Pek sayılmaz. Evet, Trump’ından Mitch McConnell’ına partinin tüm demirbaşları kayıtsız şartsız destek açıklıyor, Biden’a caydırıcı olmadığı için eleştiride bulunuyorlardı. Ama bir sorun vardı. Kitlede aykırı sesler çıkmaya başlamıştı. Sonuç olarak 1 buçuk yıldır Ukrayna üzerinden kendilerine anlatılan politikaların tam tersi yapılıyordu. Bazıları sordu; “neden İsrail’e para harcıyoruz? Kendi altyapımız bu kadar zayıfken, sınır güvenliğimiz delik deşik olmuşken, gençlerimiz uyuşturucu bağımlılığından sokaklarda sürünürken neden başka ülkelerin sorunlarına odaklanıyoruz ki?”
Bu rahatsızlığı medyada birileri yakalamayı başardı; Tucker Carlson ve Candace Owens. Tucker Carlson’ın ABD’de bir efsane olduğunu söylesek yanlış olmaz. Fox News’da yıllardır yaptığı anchormanlikten ayrılan gazeteci Carlson, yıllar içinde ABD’li liberalin nefret objesine, muhafazakârın ise idolüne dönüştü. Carlson, Trump tipi (ancak Trump’ı sevmeyen) bir muhafazakârdı. ABD’nin çoğu dış politika hamlesini hatalı buluyor, ABD müesses nizamıyla doğrudan kavga ediyordu. FBI’ın Carlson’u takip ettirdiği bile ortaya çıkmıştı.
Carlson, Fox’ta çalıştığı dönemde sadece müesses nizamı eleştirmekle kalmadı, daha ağır konuşan sol merkezli figürleri de ekrana çıkarmaya başladı. Bu size pek şaşırtıcı gelmeyebilir ancak Fox’un muhafazakârların en çok izlediği kanal olduğu düşünüldüğünde sol figürleri orada görmek devrim niteliğinde bir olaydı.
Tucker Carlson ve temsil ettiği fikirler sol-sağ fark etmeksizin müesses nizam nefretinde birleşmişti. Carlson, Fox’tan ayrıldıktan sonra Elon Musk’ın X’inde program yapmaya başladı. Musk’ın da reklamını yaptığı şov izlenme rekorları kırdı. İşte bu Carlson, ufak ufak İsrail desteğine dokundurmaya başladı. “İsraillileri çok severim çünkü kendilerini düşünürler.
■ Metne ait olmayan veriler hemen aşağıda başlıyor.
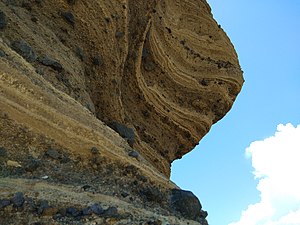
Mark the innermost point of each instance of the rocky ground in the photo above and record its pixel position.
(97, 98)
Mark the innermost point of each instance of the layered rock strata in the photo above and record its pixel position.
(98, 98)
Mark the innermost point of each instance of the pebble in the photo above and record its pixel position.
(48, 61)
(69, 17)
(25, 50)
(80, 53)
(43, 205)
(72, 211)
(18, 200)
(4, 203)
(53, 153)
(111, 211)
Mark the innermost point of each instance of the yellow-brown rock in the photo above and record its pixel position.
(160, 73)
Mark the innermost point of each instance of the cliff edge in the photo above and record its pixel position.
(98, 98)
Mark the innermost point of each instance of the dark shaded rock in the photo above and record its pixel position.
(4, 203)
(80, 53)
(95, 150)
(152, 194)
(97, 209)
(47, 61)
(186, 204)
(124, 131)
(97, 61)
(111, 212)
(52, 153)
(43, 206)
(69, 17)
(3, 20)
(2, 53)
(18, 200)
(72, 212)
(133, 154)
(25, 50)
(87, 211)
(3, 152)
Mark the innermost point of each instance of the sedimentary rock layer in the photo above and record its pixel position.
(106, 95)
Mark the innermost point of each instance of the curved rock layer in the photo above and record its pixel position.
(100, 97)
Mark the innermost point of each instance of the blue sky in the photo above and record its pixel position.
(266, 36)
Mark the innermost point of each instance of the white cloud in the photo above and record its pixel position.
(276, 163)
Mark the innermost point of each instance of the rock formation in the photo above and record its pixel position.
(98, 98)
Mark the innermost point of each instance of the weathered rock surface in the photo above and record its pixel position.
(97, 98)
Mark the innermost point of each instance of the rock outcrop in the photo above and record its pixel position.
(98, 98)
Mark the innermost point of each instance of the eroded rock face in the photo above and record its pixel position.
(106, 94)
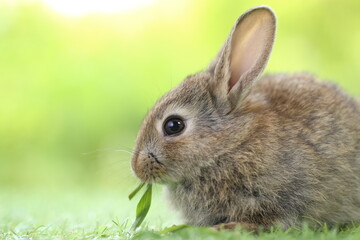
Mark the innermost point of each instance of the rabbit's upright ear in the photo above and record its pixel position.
(243, 57)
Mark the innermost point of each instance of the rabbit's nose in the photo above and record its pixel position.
(147, 167)
(151, 155)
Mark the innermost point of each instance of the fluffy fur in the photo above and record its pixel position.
(263, 151)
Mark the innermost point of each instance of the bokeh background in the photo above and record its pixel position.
(77, 78)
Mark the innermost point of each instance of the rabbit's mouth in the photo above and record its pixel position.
(148, 167)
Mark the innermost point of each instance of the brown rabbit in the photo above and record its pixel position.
(235, 148)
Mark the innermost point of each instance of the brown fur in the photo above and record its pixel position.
(287, 151)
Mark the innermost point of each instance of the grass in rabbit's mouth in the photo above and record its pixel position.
(144, 204)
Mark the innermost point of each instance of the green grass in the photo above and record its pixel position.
(103, 214)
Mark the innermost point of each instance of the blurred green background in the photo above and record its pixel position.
(74, 89)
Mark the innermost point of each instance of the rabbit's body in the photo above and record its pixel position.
(232, 146)
(298, 158)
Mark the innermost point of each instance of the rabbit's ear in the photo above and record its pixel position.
(243, 57)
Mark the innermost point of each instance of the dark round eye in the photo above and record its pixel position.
(173, 125)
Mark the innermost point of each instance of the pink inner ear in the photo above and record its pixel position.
(249, 43)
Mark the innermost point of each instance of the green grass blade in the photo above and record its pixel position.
(173, 228)
(133, 193)
(143, 207)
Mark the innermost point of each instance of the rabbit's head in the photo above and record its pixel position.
(199, 120)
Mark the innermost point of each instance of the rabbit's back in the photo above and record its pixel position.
(316, 130)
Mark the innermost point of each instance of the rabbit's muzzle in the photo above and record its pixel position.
(147, 167)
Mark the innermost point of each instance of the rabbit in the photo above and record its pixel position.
(235, 148)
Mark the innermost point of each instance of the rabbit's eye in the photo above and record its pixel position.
(173, 125)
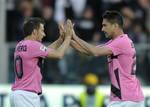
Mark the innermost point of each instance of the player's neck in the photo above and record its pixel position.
(118, 33)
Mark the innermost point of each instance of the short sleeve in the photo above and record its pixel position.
(116, 46)
(37, 49)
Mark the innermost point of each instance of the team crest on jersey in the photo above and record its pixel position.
(43, 48)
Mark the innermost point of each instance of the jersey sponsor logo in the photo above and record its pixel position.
(43, 48)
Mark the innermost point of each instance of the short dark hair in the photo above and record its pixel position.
(114, 17)
(30, 24)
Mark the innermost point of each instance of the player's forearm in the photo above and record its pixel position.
(56, 43)
(90, 49)
(64, 46)
(78, 47)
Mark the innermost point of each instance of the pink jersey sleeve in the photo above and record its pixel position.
(37, 49)
(117, 47)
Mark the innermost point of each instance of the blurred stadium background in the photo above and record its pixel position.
(68, 73)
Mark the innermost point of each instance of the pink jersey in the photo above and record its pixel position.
(122, 67)
(26, 58)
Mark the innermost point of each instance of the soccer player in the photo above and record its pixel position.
(27, 56)
(125, 87)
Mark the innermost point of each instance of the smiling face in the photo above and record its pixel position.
(108, 28)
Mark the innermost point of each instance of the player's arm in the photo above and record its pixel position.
(60, 40)
(59, 52)
(75, 45)
(91, 49)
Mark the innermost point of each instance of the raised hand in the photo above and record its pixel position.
(69, 29)
(61, 32)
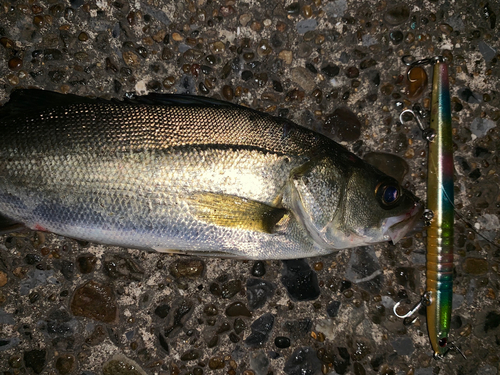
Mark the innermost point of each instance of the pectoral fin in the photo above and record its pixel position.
(235, 212)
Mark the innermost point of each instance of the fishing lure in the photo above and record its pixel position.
(439, 288)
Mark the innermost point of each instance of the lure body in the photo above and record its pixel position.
(440, 201)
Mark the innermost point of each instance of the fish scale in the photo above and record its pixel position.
(178, 173)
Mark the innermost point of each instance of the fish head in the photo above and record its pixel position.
(357, 205)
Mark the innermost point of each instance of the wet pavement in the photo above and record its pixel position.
(68, 307)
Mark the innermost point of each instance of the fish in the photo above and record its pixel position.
(191, 175)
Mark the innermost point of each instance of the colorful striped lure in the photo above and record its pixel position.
(440, 202)
(439, 291)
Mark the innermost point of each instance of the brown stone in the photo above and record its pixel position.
(96, 301)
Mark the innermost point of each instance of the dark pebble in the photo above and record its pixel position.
(397, 14)
(311, 68)
(277, 86)
(261, 329)
(86, 263)
(344, 285)
(52, 54)
(118, 266)
(230, 288)
(475, 174)
(190, 355)
(492, 321)
(238, 309)
(330, 70)
(258, 292)
(359, 369)
(302, 361)
(365, 64)
(35, 359)
(333, 309)
(298, 329)
(203, 88)
(67, 268)
(190, 268)
(377, 362)
(300, 281)
(15, 63)
(396, 36)
(228, 92)
(293, 9)
(233, 337)
(246, 75)
(7, 43)
(94, 300)
(344, 124)
(59, 324)
(352, 72)
(239, 325)
(260, 79)
(282, 342)
(65, 364)
(32, 259)
(259, 267)
(456, 322)
(162, 311)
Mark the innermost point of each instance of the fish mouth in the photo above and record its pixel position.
(396, 227)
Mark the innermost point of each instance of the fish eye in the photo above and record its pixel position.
(388, 194)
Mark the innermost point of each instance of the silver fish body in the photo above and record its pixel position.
(179, 173)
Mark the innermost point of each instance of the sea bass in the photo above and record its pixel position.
(179, 173)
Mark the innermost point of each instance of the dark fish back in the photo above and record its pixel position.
(67, 123)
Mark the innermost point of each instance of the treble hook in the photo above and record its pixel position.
(424, 301)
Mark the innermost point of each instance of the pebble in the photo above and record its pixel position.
(333, 309)
(121, 365)
(131, 59)
(330, 70)
(396, 36)
(263, 48)
(352, 72)
(3, 279)
(303, 78)
(390, 164)
(65, 364)
(6, 42)
(259, 267)
(238, 309)
(397, 14)
(258, 292)
(282, 342)
(300, 281)
(344, 124)
(187, 268)
(15, 63)
(417, 82)
(308, 24)
(35, 359)
(302, 361)
(86, 263)
(162, 311)
(261, 329)
(286, 56)
(481, 125)
(94, 300)
(475, 266)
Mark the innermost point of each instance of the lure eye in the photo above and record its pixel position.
(388, 194)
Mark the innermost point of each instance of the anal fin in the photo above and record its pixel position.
(8, 225)
(235, 212)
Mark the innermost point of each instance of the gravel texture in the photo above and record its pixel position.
(68, 307)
Biz neden kendimizi düşünmüyoruz?” diyerek ilk kurşunu sıktı. Carlson, ABD’nin onca sorunu arasında başka ülkeleri korumak gibi bir misyonunun olmadığını söylüyordu.
Bu cümleler halkta karşılık bulmuştu. Carlson muhafazakâr camiada tabu bir konuya giriyordu. ABD’nin İsrail’e milyarlarca dolar destek vermesi tartışmaya açık bir konu değildi. Ancak artık pandoranın kutusu açıldı. Hani “Önce Amerika’ydı?”
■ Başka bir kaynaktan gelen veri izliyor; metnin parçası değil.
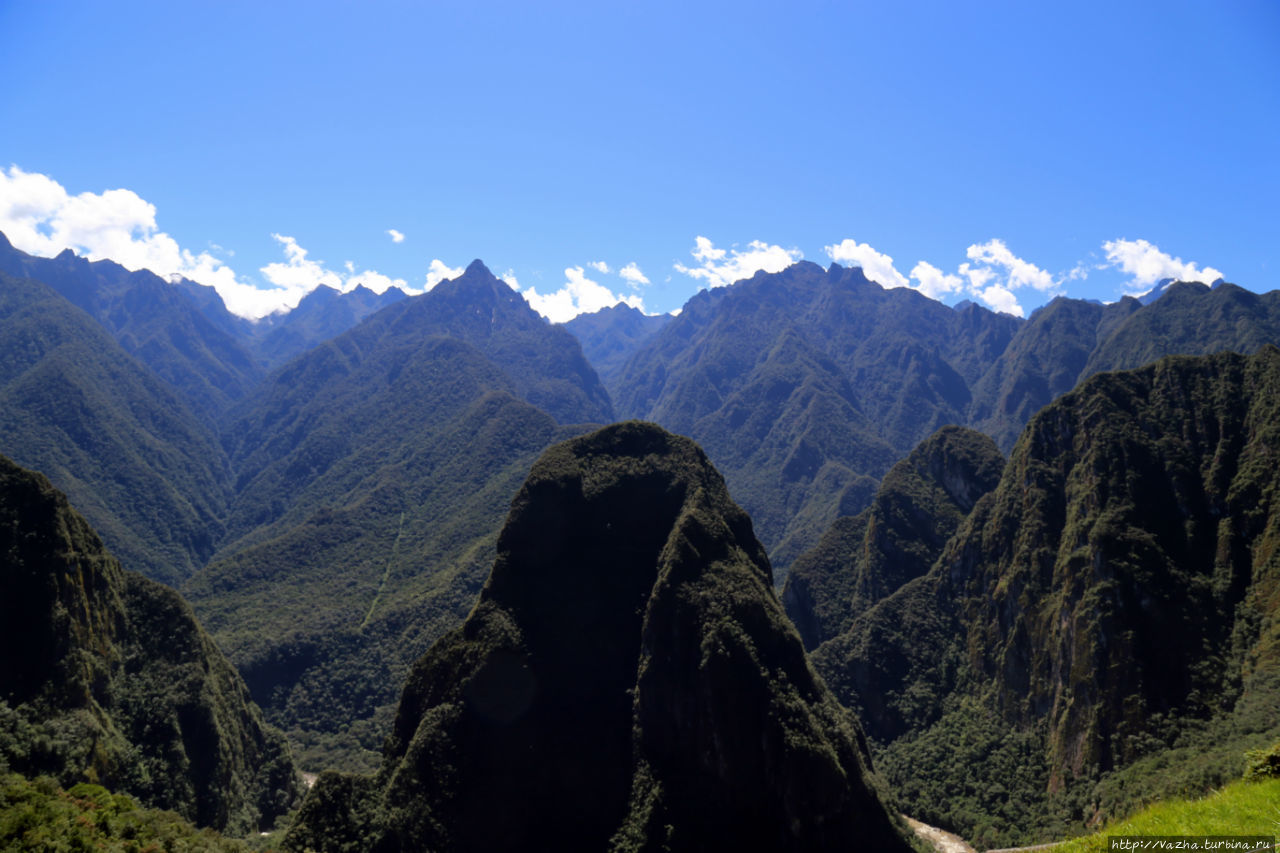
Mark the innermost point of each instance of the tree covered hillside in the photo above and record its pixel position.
(626, 680)
(1110, 607)
(115, 683)
(131, 455)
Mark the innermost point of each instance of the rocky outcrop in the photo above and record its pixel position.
(864, 559)
(1112, 601)
(626, 680)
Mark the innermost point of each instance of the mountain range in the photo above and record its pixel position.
(1101, 626)
(115, 683)
(327, 488)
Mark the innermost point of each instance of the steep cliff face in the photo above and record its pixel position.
(864, 559)
(1114, 600)
(627, 680)
(1124, 562)
(115, 683)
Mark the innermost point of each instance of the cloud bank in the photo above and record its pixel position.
(579, 295)
(41, 218)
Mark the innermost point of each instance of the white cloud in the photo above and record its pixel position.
(933, 282)
(718, 267)
(439, 272)
(579, 295)
(374, 281)
(1147, 264)
(41, 218)
(632, 274)
(297, 272)
(876, 265)
(1019, 273)
(298, 276)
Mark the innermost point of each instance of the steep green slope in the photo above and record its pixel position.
(156, 322)
(37, 815)
(373, 474)
(864, 559)
(1104, 625)
(805, 384)
(1072, 340)
(117, 439)
(115, 683)
(1189, 319)
(323, 314)
(627, 680)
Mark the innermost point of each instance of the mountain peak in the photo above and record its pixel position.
(626, 673)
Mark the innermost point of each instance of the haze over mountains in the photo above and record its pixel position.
(328, 491)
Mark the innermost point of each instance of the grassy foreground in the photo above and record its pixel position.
(1239, 808)
(37, 815)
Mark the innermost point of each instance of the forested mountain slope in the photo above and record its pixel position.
(108, 678)
(1110, 607)
(208, 363)
(612, 334)
(807, 384)
(127, 450)
(627, 680)
(864, 559)
(373, 475)
(323, 314)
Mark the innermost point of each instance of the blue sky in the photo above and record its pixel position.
(1015, 149)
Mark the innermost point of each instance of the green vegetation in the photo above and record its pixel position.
(804, 386)
(1239, 808)
(864, 559)
(181, 332)
(1262, 763)
(131, 455)
(1101, 632)
(115, 683)
(626, 680)
(611, 334)
(37, 815)
(374, 473)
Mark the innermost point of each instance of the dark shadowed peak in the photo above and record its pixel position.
(1102, 628)
(864, 559)
(115, 683)
(626, 682)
Asıl kavga ise siyasi yorumcu Candace Owens ile başladı. Owens, İsrail’e muhalefeti bir adım daha ileri taşıdı. Carlson’ın pragmatik bakış açısının ötesinde İsrail’i doğrudan soykırımla suçladı. Konuyla ilgili yaptığı paylaşımda “hiçbir şey bir devlete soykırım yapma hakkı tanımaz” dedi.
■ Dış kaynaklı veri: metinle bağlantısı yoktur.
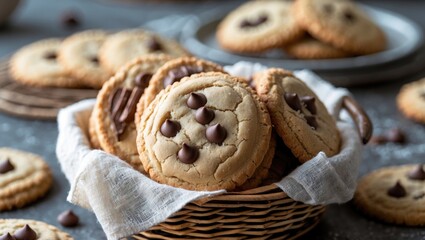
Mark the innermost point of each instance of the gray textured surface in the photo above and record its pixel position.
(40, 19)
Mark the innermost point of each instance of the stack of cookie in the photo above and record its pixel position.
(186, 123)
(86, 59)
(307, 29)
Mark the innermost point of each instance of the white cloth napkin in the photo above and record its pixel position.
(126, 202)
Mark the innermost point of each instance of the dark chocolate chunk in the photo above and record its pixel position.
(7, 236)
(417, 173)
(216, 134)
(397, 191)
(142, 80)
(293, 101)
(6, 166)
(188, 154)
(68, 219)
(309, 103)
(311, 120)
(204, 115)
(170, 128)
(196, 100)
(25, 233)
(153, 45)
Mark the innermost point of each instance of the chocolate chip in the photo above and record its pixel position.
(25, 233)
(142, 80)
(170, 128)
(293, 101)
(68, 219)
(153, 45)
(6, 166)
(311, 120)
(417, 173)
(7, 236)
(309, 103)
(188, 154)
(204, 115)
(196, 100)
(216, 134)
(397, 191)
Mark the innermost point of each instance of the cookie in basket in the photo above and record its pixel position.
(124, 46)
(113, 114)
(257, 26)
(78, 54)
(310, 48)
(298, 115)
(24, 177)
(340, 23)
(36, 65)
(411, 100)
(171, 72)
(394, 194)
(16, 229)
(207, 132)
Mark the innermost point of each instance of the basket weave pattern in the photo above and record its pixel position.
(260, 213)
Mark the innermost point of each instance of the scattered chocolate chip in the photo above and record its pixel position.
(142, 80)
(68, 219)
(309, 103)
(204, 115)
(7, 236)
(6, 166)
(153, 45)
(395, 135)
(397, 191)
(170, 128)
(417, 173)
(196, 100)
(293, 101)
(25, 233)
(50, 55)
(216, 134)
(311, 120)
(188, 154)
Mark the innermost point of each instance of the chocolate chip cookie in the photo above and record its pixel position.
(207, 132)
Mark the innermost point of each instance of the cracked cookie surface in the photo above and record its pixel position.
(298, 115)
(207, 132)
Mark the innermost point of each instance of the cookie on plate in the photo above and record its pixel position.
(340, 23)
(411, 100)
(124, 46)
(116, 105)
(298, 115)
(27, 229)
(170, 73)
(24, 177)
(258, 26)
(207, 132)
(36, 65)
(79, 56)
(394, 194)
(310, 48)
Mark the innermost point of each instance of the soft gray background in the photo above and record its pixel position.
(38, 19)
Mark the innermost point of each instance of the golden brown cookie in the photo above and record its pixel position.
(36, 65)
(30, 230)
(125, 46)
(78, 54)
(394, 194)
(24, 177)
(207, 132)
(298, 115)
(411, 100)
(116, 105)
(340, 23)
(258, 26)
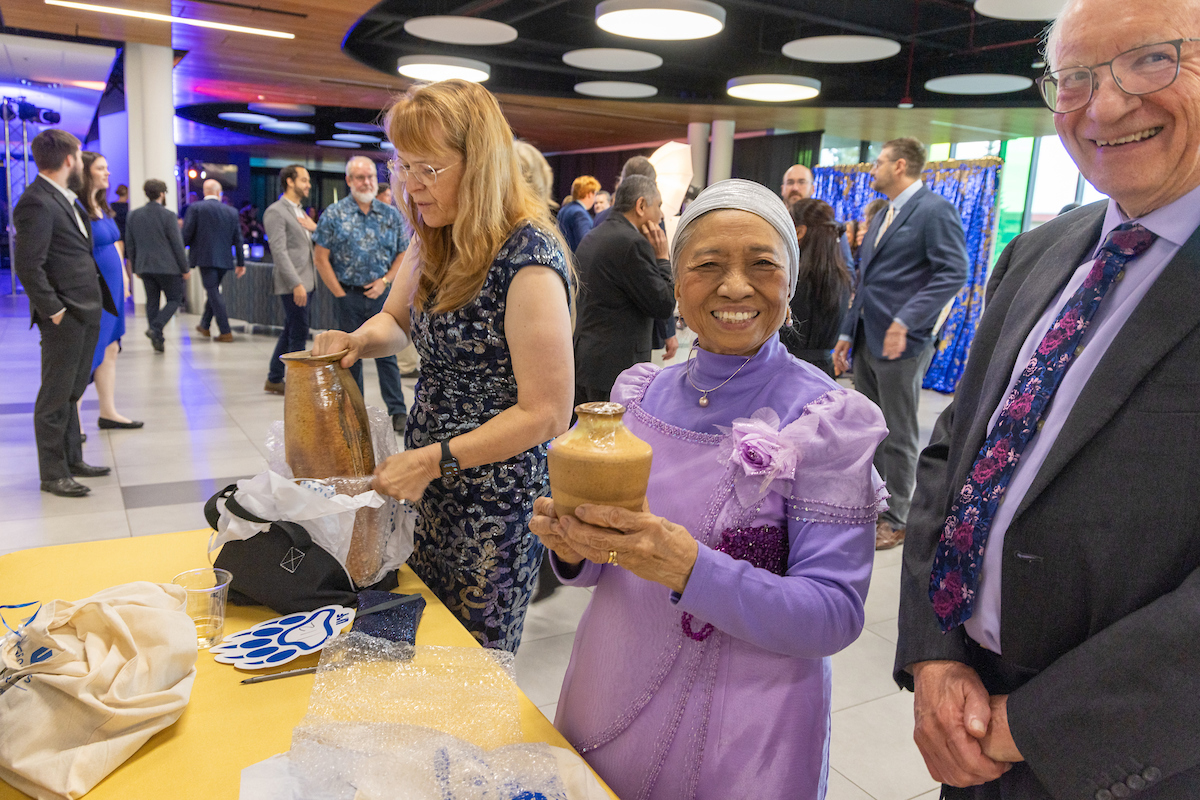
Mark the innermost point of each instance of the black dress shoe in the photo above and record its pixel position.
(106, 423)
(88, 470)
(65, 487)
Owens, İngilizce Youtube izleyicilerinin “Shapiro feminist üniversitelilere haddini bildiriyor #83” başlıklı videolardan tanıyacağı muhafazakâr fikir önderi Ben Shapiro tarafından topa tutulacaktı. Shapiro, Owens ile aynı kanalda yani Daily Wire’da çalışıyordu. Kendisi bir Yahudi ve açık İsrail destekçisi olan Shapiro, Owens’ın 7 Ekim sonrası yaptığı yorumları “utanç verici” olarak nitelendirdi. Bunun üzerine Owens da Tucker Carlson’ın programına çıkıp Shapiro’ya “duygusal ve kontrolden çıkmış biri” diyerek cevap verdi. Shapiro’nun “Gerçekler, duygularınızı umursamaz” isminde bir kitap yazdığı ve bu cümleyi tüm münazaralarında kullandığı düşünüldüğünde kendisine duygusal denmesi herhangi bir hakaretten daha ağır sayılabilir.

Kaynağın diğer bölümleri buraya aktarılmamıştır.